The capabilities of Lunar-FM support a range of critical applications for science, resource utilisation and mission planning, including:

  • Identification of high-potential resource sites such as ilmenite-rich basalts, FeO-rich regolith or KREEP terrains rich in potassium, rare earth elements and phosphorus.
  • Locating and characterising polar deposits, including mapping likely water-ice stability zones using thermal data.
  • Selecting optimal regions of interest by combining topographical and physical constraints: slope, surface roughness, rock abundance and illumination conditions.
  • Modelling thermal environments for lander, rover and habitat design, considering diurnal cycles, cold traps in permanently shadowed regions and overall thermal stress on hardware.
  • Assessing regolith mechanical properties such as grain size and compaction to support excavation and in-situ resource utilisation (ISRU) operations.
  • Detecting subsurface geological structures such as mass concentrations linked to mineral enrichment, primarily using gravity anomaly data.
  • Estimating near-surface hydrogen abundance — a proxy for water content — for water extraction feasibility studies.
  • Achieving a 20% performance boost in global titanium dioxide mapping using only ten expert-validated samples, illustrating how foundation models unlock planetary-scale insights with minimal overhead.

The potential to interact with the data via natural language democratises advanced analysis, providing easily operable tools for geologists and prospectors without requiring extensive coding expertise.

Conclusions

Lunar-FM acts as a translational bridge between pure scientific understanding of lunar processes and the operational requirements of missions. It converts theoretical knowledge into science-informed insights and resource-focused targets. As part of Lunar-FM’s evaluation, geologists have been able to improve lunar mapping continuous inclusion of new observational data from future missions such as Artemis presents an exciting possibility, as foundation models should not be static or standalone solutions. The agentic capabilities of Lunar-FM unlock a future where multiple models can work together to support researchers and surface operations.

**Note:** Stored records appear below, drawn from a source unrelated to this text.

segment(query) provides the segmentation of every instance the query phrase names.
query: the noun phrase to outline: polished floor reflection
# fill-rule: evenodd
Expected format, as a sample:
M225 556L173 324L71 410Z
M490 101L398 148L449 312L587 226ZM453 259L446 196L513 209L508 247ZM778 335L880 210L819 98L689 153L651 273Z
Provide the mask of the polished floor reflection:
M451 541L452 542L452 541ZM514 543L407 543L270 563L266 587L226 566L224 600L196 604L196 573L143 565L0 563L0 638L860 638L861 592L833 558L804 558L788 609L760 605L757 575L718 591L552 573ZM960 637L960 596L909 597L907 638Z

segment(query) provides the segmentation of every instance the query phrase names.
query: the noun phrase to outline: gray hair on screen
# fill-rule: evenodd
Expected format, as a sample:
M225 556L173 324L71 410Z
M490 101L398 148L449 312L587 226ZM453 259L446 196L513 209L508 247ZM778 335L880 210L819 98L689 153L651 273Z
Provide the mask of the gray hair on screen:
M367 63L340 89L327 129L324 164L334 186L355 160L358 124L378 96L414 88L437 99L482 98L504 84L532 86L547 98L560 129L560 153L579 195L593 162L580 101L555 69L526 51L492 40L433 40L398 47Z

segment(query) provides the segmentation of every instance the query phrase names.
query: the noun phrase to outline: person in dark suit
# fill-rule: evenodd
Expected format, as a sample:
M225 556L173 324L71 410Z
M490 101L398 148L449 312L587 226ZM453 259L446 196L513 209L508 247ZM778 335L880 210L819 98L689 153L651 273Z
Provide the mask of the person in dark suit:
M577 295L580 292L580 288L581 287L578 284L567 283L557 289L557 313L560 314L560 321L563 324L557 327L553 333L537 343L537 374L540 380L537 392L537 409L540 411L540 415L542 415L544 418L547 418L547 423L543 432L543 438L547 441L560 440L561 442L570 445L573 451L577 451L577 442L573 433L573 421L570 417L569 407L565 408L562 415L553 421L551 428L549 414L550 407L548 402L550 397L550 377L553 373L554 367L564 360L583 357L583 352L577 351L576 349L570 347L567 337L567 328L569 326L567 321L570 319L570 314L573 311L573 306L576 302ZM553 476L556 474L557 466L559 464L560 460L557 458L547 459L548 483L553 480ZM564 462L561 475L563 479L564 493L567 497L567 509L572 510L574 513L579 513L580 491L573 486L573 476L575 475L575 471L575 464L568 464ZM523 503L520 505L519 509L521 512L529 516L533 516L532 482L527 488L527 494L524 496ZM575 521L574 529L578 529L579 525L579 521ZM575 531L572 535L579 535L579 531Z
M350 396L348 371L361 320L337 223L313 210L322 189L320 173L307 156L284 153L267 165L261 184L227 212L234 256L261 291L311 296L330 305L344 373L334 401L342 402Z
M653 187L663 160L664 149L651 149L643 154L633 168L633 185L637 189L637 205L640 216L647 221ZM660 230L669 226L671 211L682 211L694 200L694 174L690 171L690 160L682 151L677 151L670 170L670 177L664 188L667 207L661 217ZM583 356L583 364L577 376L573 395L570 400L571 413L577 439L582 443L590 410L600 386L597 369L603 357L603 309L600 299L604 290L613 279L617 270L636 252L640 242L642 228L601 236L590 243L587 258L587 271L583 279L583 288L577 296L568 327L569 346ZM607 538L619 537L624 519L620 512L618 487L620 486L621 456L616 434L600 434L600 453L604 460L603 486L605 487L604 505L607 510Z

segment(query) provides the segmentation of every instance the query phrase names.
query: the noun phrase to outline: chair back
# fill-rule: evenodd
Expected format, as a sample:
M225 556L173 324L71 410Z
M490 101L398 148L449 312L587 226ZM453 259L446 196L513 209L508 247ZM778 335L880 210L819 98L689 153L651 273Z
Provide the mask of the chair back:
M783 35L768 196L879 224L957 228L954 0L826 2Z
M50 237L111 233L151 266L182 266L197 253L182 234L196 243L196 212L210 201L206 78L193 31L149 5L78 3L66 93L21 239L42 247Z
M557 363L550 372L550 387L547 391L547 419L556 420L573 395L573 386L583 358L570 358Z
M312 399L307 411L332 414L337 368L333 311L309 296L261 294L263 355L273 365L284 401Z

You can learn more about LunarLab 2025 research and the Lunar-FM project by reading the LunarLab 2025 Results Booklet, where a summary, poster and full technical memorandum can be viewed and downloaded.

The Scan Partnership

Scan is a major supporter of LunarLab 2025 and FDL Europe, building on its participation in the previous five years' Earth Systems Lab events. As an NVIDIA Elite Solution Provider, Scan contributes multiple DGX supercomputers via Scan Cloud to facilitate much of the machine learning and deep learning development and training required during the research sprint.

Project wins

Successful development of Lunar-FM to address the fragmentation and heterogeneity of remote sensing data essential for lunar resource prospecting and scientific analysis

Successful overlay of the Lunar Analyst Copilot to enable easier interrogation of multiple data sources and models via a natural language interface

Fundamental enabler of data fusion, foundation model tokenisation and training, and LLM integration using NVIDIA DGX systems via Scan Cloud

James Parr, Founder of FDL and CEO of Trillium Technologies

James Parr

Founder, FDL / CEO, Trillium Technologies

"FDL has established an impressive success rate for applied AI research output at an exceptional pace. Research outcomes are regularly accepted to respected journals, presented at scientific conferences and have been deployed on NASA and ESA initiatives — and in space."

Glyn Merga, Head of Cloud Architecture at Scan

Glyn Merga

Head of Cloud Architecture, Scan

"We are proud to be continuing our work with FDL and NVIDIA to support the new LunarLab 2025 event. It is a huge privilege to be associated with such ground-breaking research efforts in light of the renewed focus on lunar missions in the near future."